Este livro aqui é coisa séria! É a nossa história! Agora nós vamos poder usar o livro na escola e mostrar o que é ser um índio! Eu sou índia com muito orgulho! Eu não tenho vergonha! Este livro vai mostrar para os que vão nascer depois o que é ser um índio! – Brasilice, cacique da aldeia Suassuna.

        Depois da mesa, os Tembé realizaram uma dança tradicional para celebrar o lançamento do livro em Belém, desde junho de 2015, quando o livro foi lançado nas aldeias, eles aguardavem por este momento.

          O contato com o outro, a pesquisa e a extensão – A obra é resultado de um movimento para a valorização do patrimônio cultural, liderado pelo Iphan, por meio de um Termo de Cooperação Técnica, e tomou forma a partir dos projetos de pesquisa coordenados pela professora Ivânia Neves na Universidade Federal do Pará (UFPA). “Patrimônio Cultural Tembé-Tenetehara” e “Astronomia Tenetehara: pluralizando verdades sobre o céu” são projetos que, em uma perspectiva interdisciplinar, reúnem pesquisadores de Letras, Comunicação e Antropologia.
         São pesquisadores em nível de doutorado, mestrado e graduação que comungam do interesse por pensar as dinâmicas sociais e culturais que têm lugar entre as sociedades amazônicas. Fizeram parte da equipe o doutorando Maurício Corrêa, os mestrandos Nassif Jordy e Otoniel Oliveira e os graduandos Josué Oliveira e Cristiane de Oliveira, todos membros do Grupo de Estudos Mediações, Discurso e Sociedades Amazônicas (GEDAI), coordenado pela professora Ivânia.
          O pesquisador Otoniel Oliveira, que participou de oficinas em que os Tembé produziram quadrinhos sobre sua própria história, fala da importância de se tornar acessível o que se ouviu em campo.  “O que é legal é a construção desta materialidade, parte do conteúdo oral pode ser transferido para um livro. É a fala deles, é um livro dos Tembé-Tenetehara”, avalia. O processo tinha como objetivo possibilitar que os próprio indígenas contassem sua história, participando de forma direta na construção do livro.   
        Já para o graduando em Letras Josué Oliveira, o processo de pesquisa foi muito rico, pois possibilitou conhecer a diversidade cultural que existe na região Amazônica e também levou ao autoconhecimento. “Eu fiquei com a missão de transcrever as narrativas orais Tembé e nesse processo já pude notar quão plurais são as sociedades amazônicas e suas histórias. Depois, com a visita à aldeia, pude colocar em questão meus próprios valores e perspectivas sobre o mundo”, conta.
        Cristiane de Oliveira, também graduanda em Letras na UFPA, salienta o caráter ético da pesquisa e o compromisso de levar a materialidade constituída na interação com os indígenas de volta a eles. “É muito importante frisar que esse livro não representa somente um ‘mapeamento’ de uma cultura Indígena. O livro resulta do que é muito encontrado na teoria, mas pouco vivenciado na prática: a extensão. Ainda há, na maioria das pesquisas, uma monopolização do conhecimento entre os muros que cercam as instituições de ensino. O livro traz o caráter ético da pesquisa, que seria o resultado de tudo voltando àqueles que foram seus sujeitos e principais sonhadores: os indígenas.”

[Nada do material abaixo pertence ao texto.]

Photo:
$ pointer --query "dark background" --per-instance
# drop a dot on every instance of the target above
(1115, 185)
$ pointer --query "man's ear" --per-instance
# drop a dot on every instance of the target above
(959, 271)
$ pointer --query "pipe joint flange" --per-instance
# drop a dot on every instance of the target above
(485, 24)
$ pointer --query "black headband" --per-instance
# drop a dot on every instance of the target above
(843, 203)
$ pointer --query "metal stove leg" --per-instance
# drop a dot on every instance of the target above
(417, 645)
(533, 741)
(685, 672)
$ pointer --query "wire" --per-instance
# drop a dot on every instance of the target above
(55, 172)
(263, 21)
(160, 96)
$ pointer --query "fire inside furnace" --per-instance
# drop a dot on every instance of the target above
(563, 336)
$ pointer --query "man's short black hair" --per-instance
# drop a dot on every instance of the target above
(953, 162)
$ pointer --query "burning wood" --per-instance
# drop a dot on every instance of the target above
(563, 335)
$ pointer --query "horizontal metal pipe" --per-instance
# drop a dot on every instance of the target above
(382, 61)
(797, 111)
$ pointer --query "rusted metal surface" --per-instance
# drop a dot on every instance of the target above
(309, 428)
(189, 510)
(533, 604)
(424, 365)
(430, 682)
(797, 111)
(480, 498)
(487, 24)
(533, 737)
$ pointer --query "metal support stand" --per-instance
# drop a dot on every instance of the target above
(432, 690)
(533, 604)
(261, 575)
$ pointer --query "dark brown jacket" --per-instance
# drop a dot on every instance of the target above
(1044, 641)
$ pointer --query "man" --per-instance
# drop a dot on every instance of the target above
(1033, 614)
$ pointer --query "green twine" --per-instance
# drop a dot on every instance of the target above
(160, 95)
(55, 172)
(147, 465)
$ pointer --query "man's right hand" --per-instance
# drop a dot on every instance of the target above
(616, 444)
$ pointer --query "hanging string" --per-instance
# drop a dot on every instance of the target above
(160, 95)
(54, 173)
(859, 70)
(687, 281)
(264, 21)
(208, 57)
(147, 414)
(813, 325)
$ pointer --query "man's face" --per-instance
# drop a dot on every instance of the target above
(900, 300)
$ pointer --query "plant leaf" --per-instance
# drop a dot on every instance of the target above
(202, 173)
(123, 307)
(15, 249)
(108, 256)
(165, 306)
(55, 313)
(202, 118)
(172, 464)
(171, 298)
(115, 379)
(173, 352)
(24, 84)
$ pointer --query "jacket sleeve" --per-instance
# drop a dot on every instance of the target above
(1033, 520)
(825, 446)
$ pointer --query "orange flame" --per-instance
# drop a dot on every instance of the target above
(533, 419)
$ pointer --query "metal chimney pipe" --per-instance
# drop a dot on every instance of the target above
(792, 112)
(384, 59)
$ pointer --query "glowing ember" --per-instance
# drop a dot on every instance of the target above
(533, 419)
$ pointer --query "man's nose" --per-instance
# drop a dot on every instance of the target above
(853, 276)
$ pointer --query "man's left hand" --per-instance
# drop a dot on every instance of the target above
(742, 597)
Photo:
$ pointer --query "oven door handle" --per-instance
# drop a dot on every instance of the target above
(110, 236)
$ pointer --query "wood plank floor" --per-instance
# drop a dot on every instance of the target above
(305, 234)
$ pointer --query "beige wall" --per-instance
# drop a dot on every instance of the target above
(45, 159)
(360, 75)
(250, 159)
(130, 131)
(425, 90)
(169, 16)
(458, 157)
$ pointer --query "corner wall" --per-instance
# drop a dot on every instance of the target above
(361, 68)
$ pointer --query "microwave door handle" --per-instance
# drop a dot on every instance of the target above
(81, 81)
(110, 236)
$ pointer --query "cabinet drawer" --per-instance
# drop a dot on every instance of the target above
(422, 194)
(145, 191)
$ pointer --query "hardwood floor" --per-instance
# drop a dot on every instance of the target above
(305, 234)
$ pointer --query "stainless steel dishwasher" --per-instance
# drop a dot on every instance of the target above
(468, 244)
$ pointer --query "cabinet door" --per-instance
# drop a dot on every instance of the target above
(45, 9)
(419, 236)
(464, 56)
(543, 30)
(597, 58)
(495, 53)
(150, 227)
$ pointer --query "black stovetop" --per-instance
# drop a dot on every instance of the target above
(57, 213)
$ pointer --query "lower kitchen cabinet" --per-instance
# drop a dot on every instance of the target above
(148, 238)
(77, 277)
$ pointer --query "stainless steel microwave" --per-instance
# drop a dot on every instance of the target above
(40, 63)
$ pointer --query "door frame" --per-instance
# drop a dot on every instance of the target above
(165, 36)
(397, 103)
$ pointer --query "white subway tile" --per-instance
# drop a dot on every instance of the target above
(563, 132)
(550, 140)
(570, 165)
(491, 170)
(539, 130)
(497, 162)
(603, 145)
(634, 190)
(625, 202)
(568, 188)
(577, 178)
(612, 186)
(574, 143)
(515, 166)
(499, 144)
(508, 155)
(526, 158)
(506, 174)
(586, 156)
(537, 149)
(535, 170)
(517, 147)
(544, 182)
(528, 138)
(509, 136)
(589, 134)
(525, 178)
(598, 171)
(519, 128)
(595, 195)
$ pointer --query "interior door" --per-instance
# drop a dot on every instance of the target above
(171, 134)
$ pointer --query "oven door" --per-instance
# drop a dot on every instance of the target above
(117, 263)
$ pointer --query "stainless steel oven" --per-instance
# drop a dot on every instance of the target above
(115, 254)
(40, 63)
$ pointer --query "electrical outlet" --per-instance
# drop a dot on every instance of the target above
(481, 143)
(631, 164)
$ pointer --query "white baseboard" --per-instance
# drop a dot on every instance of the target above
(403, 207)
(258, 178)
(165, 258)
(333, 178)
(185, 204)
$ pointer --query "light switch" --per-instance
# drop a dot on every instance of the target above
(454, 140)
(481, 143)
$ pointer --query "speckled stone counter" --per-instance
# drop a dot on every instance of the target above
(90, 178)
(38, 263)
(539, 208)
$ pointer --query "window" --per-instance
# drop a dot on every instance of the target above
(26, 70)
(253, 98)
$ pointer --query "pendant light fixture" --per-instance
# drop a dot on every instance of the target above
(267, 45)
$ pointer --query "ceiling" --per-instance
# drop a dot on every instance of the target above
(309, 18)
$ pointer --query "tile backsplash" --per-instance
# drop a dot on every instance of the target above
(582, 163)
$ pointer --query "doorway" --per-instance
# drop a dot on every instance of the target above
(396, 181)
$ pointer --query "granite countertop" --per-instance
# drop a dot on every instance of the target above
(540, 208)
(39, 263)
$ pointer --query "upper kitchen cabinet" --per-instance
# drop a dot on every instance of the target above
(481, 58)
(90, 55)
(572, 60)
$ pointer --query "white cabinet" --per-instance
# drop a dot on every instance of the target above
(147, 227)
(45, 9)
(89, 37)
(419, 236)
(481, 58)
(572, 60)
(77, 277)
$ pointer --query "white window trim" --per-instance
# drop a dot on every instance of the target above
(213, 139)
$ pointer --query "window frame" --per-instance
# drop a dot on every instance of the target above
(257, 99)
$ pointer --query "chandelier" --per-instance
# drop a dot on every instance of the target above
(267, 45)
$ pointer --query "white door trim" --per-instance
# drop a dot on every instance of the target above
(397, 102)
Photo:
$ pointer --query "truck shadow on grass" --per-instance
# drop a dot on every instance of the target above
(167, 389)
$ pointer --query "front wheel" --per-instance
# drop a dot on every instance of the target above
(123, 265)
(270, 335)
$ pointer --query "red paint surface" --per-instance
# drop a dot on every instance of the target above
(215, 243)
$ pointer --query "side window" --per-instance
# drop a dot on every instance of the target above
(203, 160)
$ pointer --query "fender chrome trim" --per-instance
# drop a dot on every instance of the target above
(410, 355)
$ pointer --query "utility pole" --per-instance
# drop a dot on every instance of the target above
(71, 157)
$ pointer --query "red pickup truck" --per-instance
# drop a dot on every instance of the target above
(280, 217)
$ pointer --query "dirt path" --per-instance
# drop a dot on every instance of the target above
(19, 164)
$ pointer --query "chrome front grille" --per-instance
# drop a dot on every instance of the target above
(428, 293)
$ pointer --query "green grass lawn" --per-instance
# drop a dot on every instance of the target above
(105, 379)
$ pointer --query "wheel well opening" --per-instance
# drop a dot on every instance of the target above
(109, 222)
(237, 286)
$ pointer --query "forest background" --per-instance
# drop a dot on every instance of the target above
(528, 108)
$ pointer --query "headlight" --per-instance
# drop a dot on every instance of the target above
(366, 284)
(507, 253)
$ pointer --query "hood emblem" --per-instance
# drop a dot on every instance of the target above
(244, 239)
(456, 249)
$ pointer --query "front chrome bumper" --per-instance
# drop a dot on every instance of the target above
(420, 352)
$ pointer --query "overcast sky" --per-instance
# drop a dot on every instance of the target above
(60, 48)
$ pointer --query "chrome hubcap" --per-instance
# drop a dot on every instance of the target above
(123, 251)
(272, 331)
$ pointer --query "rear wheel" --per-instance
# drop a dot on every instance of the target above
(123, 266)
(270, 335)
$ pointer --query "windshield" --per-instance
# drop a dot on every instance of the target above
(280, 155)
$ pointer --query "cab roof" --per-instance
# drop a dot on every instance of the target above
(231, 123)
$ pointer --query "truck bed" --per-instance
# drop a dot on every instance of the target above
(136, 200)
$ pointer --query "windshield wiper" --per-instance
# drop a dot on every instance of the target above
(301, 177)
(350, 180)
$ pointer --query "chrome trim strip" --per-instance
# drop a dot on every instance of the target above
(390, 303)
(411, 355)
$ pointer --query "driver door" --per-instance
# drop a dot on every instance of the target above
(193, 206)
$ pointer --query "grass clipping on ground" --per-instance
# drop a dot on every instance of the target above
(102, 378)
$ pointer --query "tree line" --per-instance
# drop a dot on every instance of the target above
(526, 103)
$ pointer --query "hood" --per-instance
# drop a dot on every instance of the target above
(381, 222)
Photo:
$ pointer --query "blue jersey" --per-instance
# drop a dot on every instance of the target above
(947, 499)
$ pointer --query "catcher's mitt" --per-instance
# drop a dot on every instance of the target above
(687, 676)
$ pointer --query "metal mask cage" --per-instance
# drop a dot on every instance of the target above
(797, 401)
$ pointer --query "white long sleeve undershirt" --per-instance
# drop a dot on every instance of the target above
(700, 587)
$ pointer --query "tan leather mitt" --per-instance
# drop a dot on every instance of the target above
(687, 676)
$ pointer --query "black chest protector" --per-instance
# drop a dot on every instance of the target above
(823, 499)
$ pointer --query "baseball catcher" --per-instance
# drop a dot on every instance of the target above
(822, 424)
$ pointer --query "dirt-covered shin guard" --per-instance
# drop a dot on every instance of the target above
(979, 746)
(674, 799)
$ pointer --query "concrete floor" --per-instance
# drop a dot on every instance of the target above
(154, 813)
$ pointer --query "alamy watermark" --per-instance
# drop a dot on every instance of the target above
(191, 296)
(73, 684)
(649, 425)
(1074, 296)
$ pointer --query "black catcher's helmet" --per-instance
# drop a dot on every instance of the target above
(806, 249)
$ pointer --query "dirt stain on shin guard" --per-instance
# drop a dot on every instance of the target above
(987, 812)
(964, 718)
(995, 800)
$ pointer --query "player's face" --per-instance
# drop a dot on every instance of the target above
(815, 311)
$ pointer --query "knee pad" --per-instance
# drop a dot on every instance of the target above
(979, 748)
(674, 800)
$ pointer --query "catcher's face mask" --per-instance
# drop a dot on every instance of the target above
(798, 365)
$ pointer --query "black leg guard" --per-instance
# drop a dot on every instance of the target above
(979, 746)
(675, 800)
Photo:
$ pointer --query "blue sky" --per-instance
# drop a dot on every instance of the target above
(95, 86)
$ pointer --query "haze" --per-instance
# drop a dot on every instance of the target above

A graduanda aponta ainda a importância da problematizar a relação entre pesquisadores e pesquisados: “Nós, enquanto pesquisadores, não criamos nada sozinhos. O nosso trabalho foi o de materializar, junto com os Tembém-Tenetehara, o que já era uma história vivida. Acredito que a experiência vai me tornar uma profissional muito mais preparada para exercer a minha formação com um olhar mais humano e sensível.”

O lançamento de “Patrimônio Cultural Tembé-Tenehara” integrou a Semana do Patrimônio Paraense 2015, realizada pela Associação dos Agentes de Patrimônio da Amazônia (ASAPAM), em parceria com o Iphan, o Ministério da Cultura, o MEP e a Associação dos Amigos dos Arquivos Públicos do Estado do Para (ARQPEP).